# Level order sorted binary tree from a binary tree

Lets suppose we have a binary tree . Tree node structure is as

struct node
{
int val ;
struct node *left , *right ;
}

Now we have to sort the tree in level order manner . For example lets suppose we have original tree like this

root = 6
root->left = 1
root->right = 9
root->left->left = 8
root->right->right = 2

Then after applying level order sorting , our tree will be

root = 1
root->left = 2
root->right = 6
root->left->left = 8
root->right->right = 9

One way of doing this problem is just take all the values in a array and apply any of the standard sorting algorithm and then put back the values in tree in level order traversal manner. This solution is not efficient in term of space and time both.

What algorithm can I use to decrease operations and memory usage from my proposed plan? Is there a more efficient algorithm to do this without the use of a sorted array?

Level order sorting :
Level order sorting means if you do level order traversal of the tree then you should get a sorted non-decreasing sequence .

Constraint :
Shape of the tree should not alter that is if in original tree left child of the root does not have right child (as in my example) then after sorting too, it should not has right child .

Sounds like you need a type of heap with some modified properties.
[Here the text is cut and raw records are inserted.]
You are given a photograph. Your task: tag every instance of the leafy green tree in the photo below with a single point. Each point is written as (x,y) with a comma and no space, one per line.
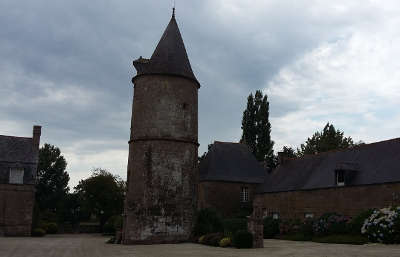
(102,195)
(257,128)
(289,152)
(326,140)
(249,135)
(52,186)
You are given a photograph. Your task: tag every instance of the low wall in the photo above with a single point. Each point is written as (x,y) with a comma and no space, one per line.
(16,206)
(349,200)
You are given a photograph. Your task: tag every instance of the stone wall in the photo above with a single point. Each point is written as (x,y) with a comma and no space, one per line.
(16,207)
(349,200)
(224,196)
(162,162)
First, use a min-heap instead of a max-heap: every node is less than the values of its children, and add a constraint that a node is greater than its siblings to the left.

One of the neat features of a heap is that it is a balanced binary tree: the depth of all leaf nodes vary by at most 1. Furthermore, leaf nodes are populated left to right. While this is not quite the same representation as you have, it makes the whole thing a ton easier.

If you take a tree with these properties and perform a level-order traversal, you can easily convert it to and from an array:

root = 6
root->left = 1
root->right = 9
root->left->left = 8
root->left->right = 2

Level-order traversal gives the following: 6, 1, 9, 8, 2.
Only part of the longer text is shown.